Suppose you are a risk neutral (without any loss of generality) bidder. I show you two boxes, call them L and R, and tell you that the prize inside one is twice as big as the prize inside the other. You open a box, let’s say it’s box L. You find £10 inside. I tell you that you can either switch to box R or stick with £10 from box L.
What do you do?
Well, you’re a risk neutral bidder. With probability one half box R contains £20 and with probability one half box R contains £5. In expectation it contains £12.50, which is more that £10 you’re getting from box L. So you choose to switch.
But there is something strange going on.
Suppose, you open box R/L first and find X in it. Then box L/R must contain X+X/4, which is higher than X. So you will always want to pick box L/R.
But if you know that, regardless of the outcome in your box, you will want to switch, why don’t you just pick the OTHER box in the first place? Using another example, if you take an umbrella when it rains and you take an umbrella when it shines (and it can only rains or shine), then you always take an umbrella.
Bayes’ Theorem doesn’t work in this case because you had an improper prior (prior which integrates to infinity over its range e.g. uniform prior over all real numbers): you were only told that one cup contains twice as much as the other; either of them could contain any amount.

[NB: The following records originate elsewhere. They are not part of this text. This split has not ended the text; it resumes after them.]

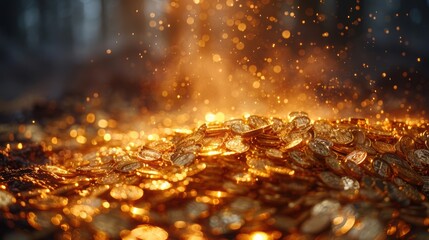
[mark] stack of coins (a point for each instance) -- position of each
(247, 178)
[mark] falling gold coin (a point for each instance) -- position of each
(126, 192)
(6, 199)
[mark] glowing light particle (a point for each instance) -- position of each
(241, 27)
(216, 58)
(240, 46)
(256, 84)
(277, 69)
(286, 34)
(90, 117)
(259, 236)
(190, 20)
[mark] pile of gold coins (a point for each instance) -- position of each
(255, 178)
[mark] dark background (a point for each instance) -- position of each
(52, 49)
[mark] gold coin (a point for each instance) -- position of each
(356, 156)
(126, 192)
(341, 136)
(236, 144)
(45, 202)
(184, 159)
(6, 199)
(149, 155)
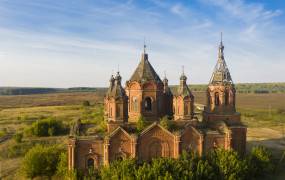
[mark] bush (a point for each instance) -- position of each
(260, 162)
(86, 103)
(18, 137)
(47, 127)
(228, 164)
(41, 161)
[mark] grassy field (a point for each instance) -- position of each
(264, 114)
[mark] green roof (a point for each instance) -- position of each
(145, 72)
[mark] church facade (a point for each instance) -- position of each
(146, 95)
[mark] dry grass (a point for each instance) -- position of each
(53, 99)
(259, 113)
(254, 101)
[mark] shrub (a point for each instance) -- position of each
(260, 162)
(228, 164)
(18, 137)
(47, 127)
(41, 161)
(86, 103)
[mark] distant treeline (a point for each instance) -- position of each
(241, 88)
(250, 87)
(27, 91)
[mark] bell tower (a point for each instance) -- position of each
(183, 102)
(116, 101)
(221, 92)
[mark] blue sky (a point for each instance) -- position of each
(69, 43)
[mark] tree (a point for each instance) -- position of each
(260, 162)
(47, 127)
(86, 103)
(41, 161)
(228, 164)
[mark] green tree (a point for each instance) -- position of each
(41, 161)
(228, 164)
(260, 162)
(47, 127)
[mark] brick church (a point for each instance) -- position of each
(146, 95)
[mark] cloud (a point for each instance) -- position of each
(78, 44)
(178, 9)
(248, 12)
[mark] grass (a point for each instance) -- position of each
(262, 113)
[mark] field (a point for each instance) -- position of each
(264, 114)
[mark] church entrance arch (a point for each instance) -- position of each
(155, 150)
(148, 104)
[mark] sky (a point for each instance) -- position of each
(72, 43)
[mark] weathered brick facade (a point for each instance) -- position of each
(146, 95)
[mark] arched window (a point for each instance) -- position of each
(185, 109)
(135, 104)
(90, 163)
(217, 99)
(226, 98)
(118, 111)
(147, 104)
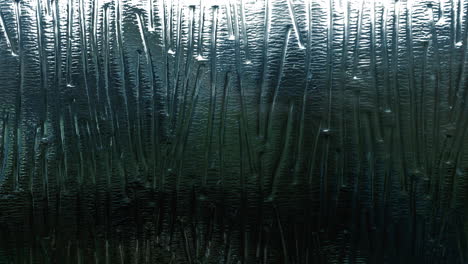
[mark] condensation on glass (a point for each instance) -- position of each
(235, 131)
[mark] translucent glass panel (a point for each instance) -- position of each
(235, 131)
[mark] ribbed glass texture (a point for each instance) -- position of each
(235, 131)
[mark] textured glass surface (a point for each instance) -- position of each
(235, 131)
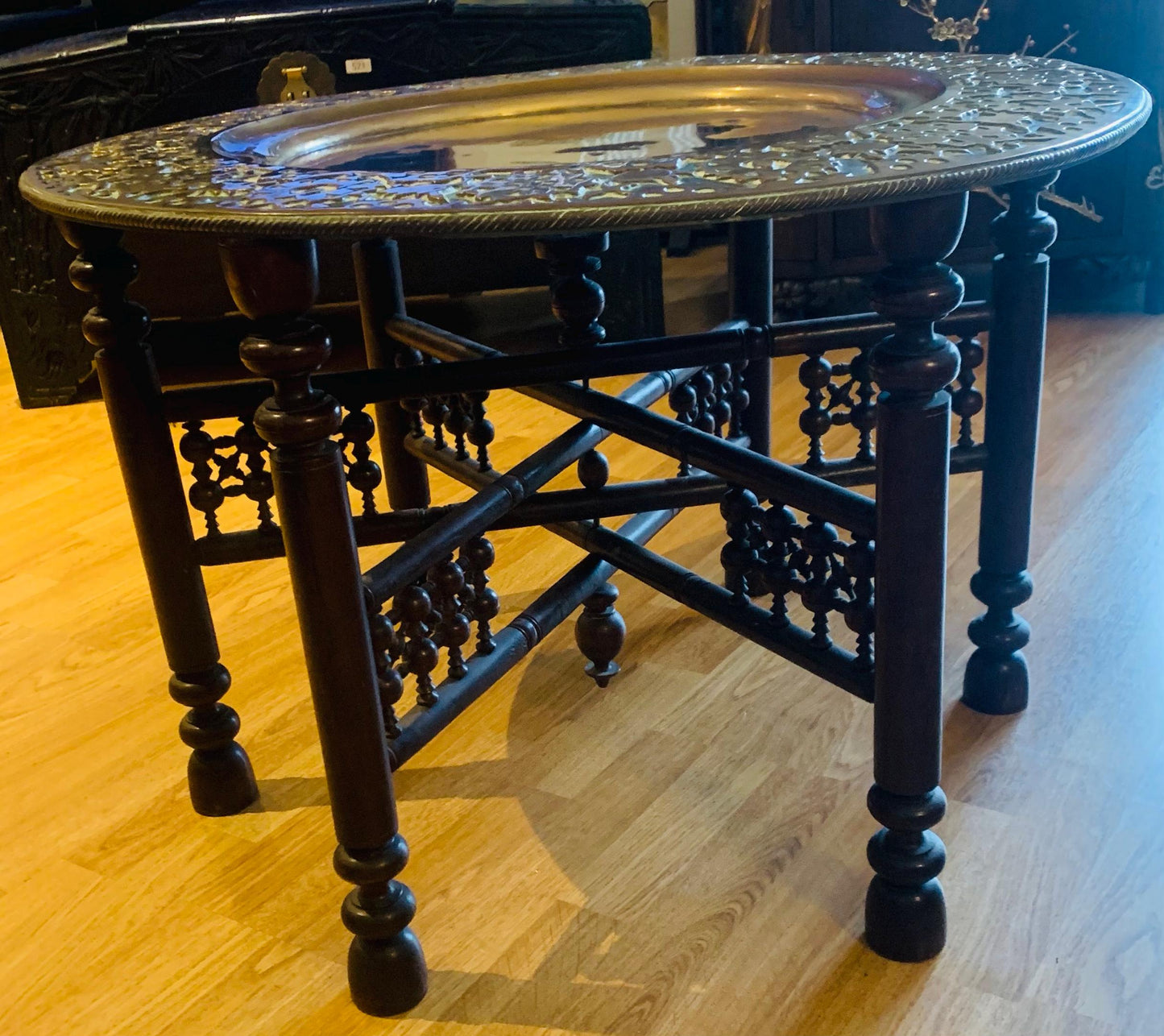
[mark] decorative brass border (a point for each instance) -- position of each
(1004, 118)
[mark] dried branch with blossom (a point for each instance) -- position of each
(962, 31)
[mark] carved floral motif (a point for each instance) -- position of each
(1002, 117)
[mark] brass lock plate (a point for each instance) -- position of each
(293, 76)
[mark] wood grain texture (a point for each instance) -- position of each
(681, 852)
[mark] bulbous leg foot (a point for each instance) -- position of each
(996, 680)
(387, 968)
(996, 686)
(599, 633)
(222, 780)
(387, 977)
(905, 923)
(905, 908)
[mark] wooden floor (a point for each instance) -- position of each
(680, 853)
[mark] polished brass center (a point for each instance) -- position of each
(580, 117)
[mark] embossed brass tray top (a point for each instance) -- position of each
(641, 143)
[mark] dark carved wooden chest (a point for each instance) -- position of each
(211, 57)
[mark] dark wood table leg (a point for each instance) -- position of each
(381, 289)
(275, 283)
(750, 298)
(220, 777)
(905, 910)
(996, 679)
(578, 301)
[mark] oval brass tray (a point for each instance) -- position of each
(644, 143)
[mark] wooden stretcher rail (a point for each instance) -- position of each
(727, 343)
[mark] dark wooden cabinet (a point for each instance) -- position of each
(204, 60)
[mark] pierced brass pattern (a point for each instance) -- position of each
(1001, 119)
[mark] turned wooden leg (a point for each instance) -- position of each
(381, 290)
(275, 283)
(578, 303)
(905, 910)
(750, 298)
(996, 679)
(220, 777)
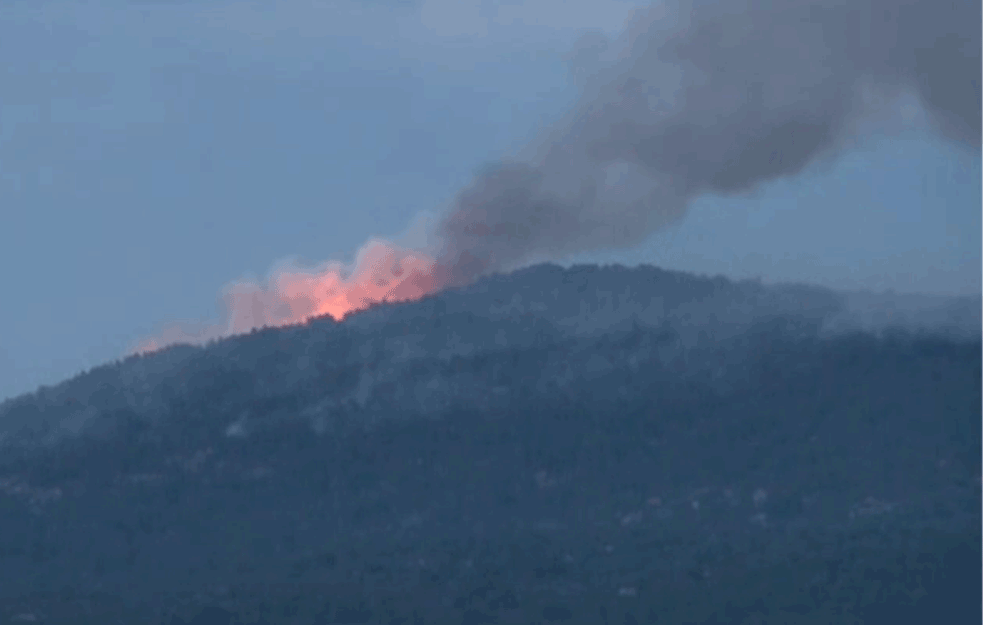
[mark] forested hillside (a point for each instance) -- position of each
(555, 446)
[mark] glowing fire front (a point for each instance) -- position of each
(382, 272)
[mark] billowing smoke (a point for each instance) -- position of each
(711, 96)
(698, 96)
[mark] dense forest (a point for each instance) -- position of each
(685, 467)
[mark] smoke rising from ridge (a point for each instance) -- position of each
(715, 97)
(698, 96)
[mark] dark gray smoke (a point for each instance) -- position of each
(715, 96)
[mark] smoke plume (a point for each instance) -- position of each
(716, 97)
(700, 96)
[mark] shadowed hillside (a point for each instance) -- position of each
(591, 445)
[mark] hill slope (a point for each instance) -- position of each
(593, 445)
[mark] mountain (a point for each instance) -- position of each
(583, 445)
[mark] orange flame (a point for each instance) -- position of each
(383, 272)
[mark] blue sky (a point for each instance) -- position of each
(152, 152)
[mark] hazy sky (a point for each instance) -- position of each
(151, 152)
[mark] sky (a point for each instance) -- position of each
(153, 152)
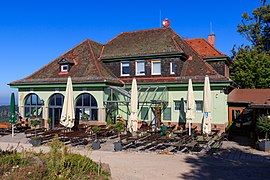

Belief in the existence of God is an improper prior. The reason is that no one know exactly what God is like. There is essentially an infinite number of possibilities of what God could be (due to omnipotence, omniscience etc.), all of which must have a positive probability. So using Bayesian updating in the debate about God is simply bad logic.
So, if you see a miracle, don’t update you belief about the existence of God using Bayes’ Rule.